Enfield died on Sept. 30 at age 85.
Friends said her absence is being felt during the holidays, because she penned Christmas letters that moved beyond life events and explored issues of social justice. Once, she opined on the theft of lilies outside her lake cottage.
"Her Christmas letters always had a theme," said longtime roommate Sandra Anderson. "We're missing them."

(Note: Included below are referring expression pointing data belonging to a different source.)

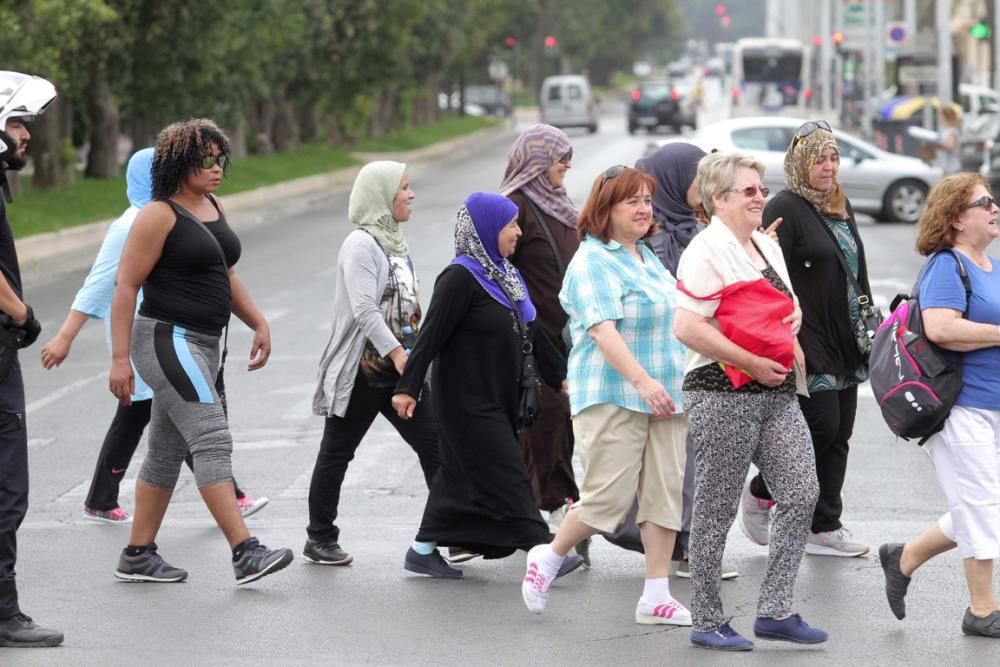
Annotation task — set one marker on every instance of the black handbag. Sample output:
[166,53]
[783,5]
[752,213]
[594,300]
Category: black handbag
[870,315]
[567,337]
[530,397]
[220,379]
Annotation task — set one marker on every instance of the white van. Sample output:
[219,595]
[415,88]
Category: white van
[566,101]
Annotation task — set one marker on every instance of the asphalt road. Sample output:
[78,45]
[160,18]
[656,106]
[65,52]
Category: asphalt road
[373,612]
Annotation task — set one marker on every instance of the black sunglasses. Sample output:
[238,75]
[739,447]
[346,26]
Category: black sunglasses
[611,173]
[210,161]
[985,201]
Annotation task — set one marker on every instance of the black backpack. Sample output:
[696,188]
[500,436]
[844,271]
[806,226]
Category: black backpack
[910,376]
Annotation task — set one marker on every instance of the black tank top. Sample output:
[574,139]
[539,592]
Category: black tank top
[188,285]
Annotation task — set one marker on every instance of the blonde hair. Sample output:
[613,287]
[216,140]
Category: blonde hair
[717,175]
[944,204]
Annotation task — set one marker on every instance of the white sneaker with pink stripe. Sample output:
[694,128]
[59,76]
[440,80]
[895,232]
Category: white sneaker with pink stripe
[670,612]
[537,582]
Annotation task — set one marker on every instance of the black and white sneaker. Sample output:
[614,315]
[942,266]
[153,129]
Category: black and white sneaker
[148,566]
[258,561]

Enfield is remembered for a career that started as a teacher at Red Lake Indian Reservation and continued at Bloomington Public Schools. In her letters, she recalled humorous moments — like when students in Red Lake were washing a mop head to use as a wig in a play and accidentally caused flooding — but also frustrations when students' reading problems weren't addressed.
"Nowadays we know more about dyslexia, but in those days?" said Sonia Anderson, who along with her sister, Sandra, was a close friend to Enfield. The diagnostic term might have been coined in 1887, but Sonia Anderson said it wasn't applied much in schools.
As an assistant principal and coordinator of special learning disabilities, Enfield helped the Bloomington schools enact standards for teaching students with dyslexia — a condition by which letters on a page can appear jumbled or illegible — and other reading problems.
She then helped lobby for a state mandate for special services for these students, which was an inspiration for the federal mandate that was enacted in 1975.